Tenir bon, surtout quand le désir s’affaiblit, tenir bon devant la peur, cet effroi incommunicable que Chantal exprime si bien dans le film. On sait qu’il y a une mer immense à franchir, un océan qu’on doit affronter comme s’il n’était qu’un verre d’eau. Mais un être humain peut-il se noyer dans un verre d’eau ? C’est ainsi que nous nous lançons et, dans une bataille où nous avons eu la chance de découvrir que nous n’étions pas les seuls combattants.

« On a fait beaucoup de chemin ensemble, dit la thérapeute du « petit » Christophe. Je t’ai appris des choses mais toi tu m’as a appris beaucoup, beaucoup de choses sur l’être humain. Tu m’a appris beaucoup des choses sur mon métier.

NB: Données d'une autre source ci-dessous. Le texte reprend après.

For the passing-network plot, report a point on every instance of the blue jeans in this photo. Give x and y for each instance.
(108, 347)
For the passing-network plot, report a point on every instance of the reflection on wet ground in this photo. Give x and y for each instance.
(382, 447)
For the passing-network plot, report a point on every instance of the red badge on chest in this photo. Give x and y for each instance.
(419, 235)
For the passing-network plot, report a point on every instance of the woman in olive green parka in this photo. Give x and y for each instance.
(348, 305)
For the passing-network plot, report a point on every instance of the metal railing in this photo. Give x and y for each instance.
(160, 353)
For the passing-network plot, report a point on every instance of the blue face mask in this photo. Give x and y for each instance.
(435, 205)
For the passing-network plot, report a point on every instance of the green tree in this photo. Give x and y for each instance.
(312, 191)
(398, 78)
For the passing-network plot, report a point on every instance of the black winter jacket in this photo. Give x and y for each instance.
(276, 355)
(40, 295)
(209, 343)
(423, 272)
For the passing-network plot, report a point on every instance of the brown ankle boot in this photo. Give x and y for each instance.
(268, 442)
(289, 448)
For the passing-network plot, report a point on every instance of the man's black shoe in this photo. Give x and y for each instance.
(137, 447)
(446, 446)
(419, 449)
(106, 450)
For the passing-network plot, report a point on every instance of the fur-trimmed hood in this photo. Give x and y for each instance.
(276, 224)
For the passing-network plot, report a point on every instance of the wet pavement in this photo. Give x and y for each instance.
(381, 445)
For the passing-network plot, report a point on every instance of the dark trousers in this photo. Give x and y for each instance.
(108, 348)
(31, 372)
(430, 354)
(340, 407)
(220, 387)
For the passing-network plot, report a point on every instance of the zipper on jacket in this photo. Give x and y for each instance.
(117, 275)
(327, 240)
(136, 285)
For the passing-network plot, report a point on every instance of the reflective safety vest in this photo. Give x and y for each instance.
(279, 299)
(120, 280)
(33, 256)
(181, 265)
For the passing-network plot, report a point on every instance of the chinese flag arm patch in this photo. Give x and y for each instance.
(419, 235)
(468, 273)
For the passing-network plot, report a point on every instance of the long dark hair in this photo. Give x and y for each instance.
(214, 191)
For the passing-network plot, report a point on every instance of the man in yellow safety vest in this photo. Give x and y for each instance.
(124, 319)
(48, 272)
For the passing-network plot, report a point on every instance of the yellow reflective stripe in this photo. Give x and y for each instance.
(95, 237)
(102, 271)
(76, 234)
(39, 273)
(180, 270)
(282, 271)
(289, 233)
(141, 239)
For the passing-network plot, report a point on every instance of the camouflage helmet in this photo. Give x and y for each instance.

On a fait un long chemin tous les deux ensemble… »

Puis alors que le petit Christophe éclate en sanglots : « Tu me fais pleurer, hein… Tu as encore du chemin à faire, mais tu as fait un chemin énorme, énorme. »

Donc je suis

À la fin du film, le grand Christophe pourra dire :

– Je marche.

Son thérapeute d’expliquer :

–  Avant il ne disait pas un seul…

– Mot, lance Christophe terminant la phrase.

– Il n’avait même pas un seul…

– Sourire, complète aussitôt l’intéressé.

– Et maintenant…

– Je rigole, assure sérieusement Christophe qui éclate de rire illico.

– Il raconte même des histoires, ajoute son thérapeute, la dernière en date c’était…

– Hier, dit Christophe.

Et il raconte :

– C’est l’histoire d’un clown…

La beauté est cruelle, c’est l’histoire de nos vies cabossées et, peut-être, l’histoire de toute vie humaine.